藍景儀好半天才聽懂藍思追在說什麼,雙眼緩緩移到喜帖之上,只覺眼前時而發黑時而白亮到睜不開,好不容易才在滿目的“白頭偕老”“琴瑟和鳴”“郎才女貌”“百年好合”中,看見了“新郎金如蘭”五個字。
“他要娶妻拜堂了……他給我送喜帖……”藍景儀晃了一晃,自嘲道,“好、好……”
他笑得喘不過氣來:“大小姐要成親了。
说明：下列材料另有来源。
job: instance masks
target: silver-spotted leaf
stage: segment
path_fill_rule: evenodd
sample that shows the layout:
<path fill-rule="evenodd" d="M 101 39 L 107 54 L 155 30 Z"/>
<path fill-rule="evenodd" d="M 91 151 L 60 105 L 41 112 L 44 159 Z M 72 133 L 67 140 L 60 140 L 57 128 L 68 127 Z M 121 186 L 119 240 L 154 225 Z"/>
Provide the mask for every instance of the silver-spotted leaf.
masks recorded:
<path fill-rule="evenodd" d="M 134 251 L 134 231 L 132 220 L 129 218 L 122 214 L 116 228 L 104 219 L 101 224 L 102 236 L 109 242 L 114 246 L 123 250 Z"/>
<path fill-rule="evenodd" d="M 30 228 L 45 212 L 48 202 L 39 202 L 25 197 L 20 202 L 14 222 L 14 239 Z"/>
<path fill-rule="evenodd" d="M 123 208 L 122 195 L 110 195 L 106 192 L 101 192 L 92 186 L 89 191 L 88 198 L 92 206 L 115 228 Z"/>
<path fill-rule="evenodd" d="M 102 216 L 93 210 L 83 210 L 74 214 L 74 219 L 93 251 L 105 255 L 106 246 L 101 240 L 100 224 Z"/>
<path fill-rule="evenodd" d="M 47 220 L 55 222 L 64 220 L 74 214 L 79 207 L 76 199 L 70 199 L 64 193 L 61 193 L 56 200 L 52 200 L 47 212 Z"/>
”
藍思追見他模樣,臉色大變,上前在他全身各處撫摸,檢查有無傷口,同時甚為關切地殷殷詢問,藍景儀雙耳嗡嗡迴響,一個字都聽不清。
他只覺心中大慟,疼得他碩大的眼淚一滴滴砸在青石方磚之上,開出朵朵深色的花。
藍思追使勁去掰他的右手:“景儀松拳,你的手流血了!”
藍景儀這才看見自己的右手緊握成拳,指甲深陷肉中,掐出血來,但並感覺不到疼痛。自己這淌血的右手之中,還牢牢攥著那朵蒔花女贈予的金星雪浪。
金為花蕊玉為骨,三千寵愛此花知。
少年忽而氣急敗壞起來,他去揪藍思追手中做工考究的喜帖,卻直覺雙手綿軟無力連一個角都撕不壞。
藍思追嚇了一跳,正在這時,藍景儀再也無法支撐,筋疲力竭地暈倒於地。
他手中還死死拽著那朵金蕊白瓣的花。
02.想不到我藍念年紀輕輕,竟要於病榻上一命嗚呼了
天色一直都是暗沉的,窗外雨打芭蕉幾日無歇,院落中藍景儀拉著藍思追種下的那些一串紅,被連日的冬雨敲打,已全都謝了。藍景儀是個天性柔軟肝腸的酸人,起先還能撐著病體坐起來,邊咳邊伏在床榻持筆寫些“知否?知否?應是綠肥紅瘦”的李清照淒悽慘慘戚戚之詞,後來越病越重,到了食不下咽的境況,有心掙扎著歪在床頭看幾頁詩詞話本都不可得,便一直在病榻上挺屍,低低發著燒,每日神志不清一連好幾個時辰,情況越來越糟。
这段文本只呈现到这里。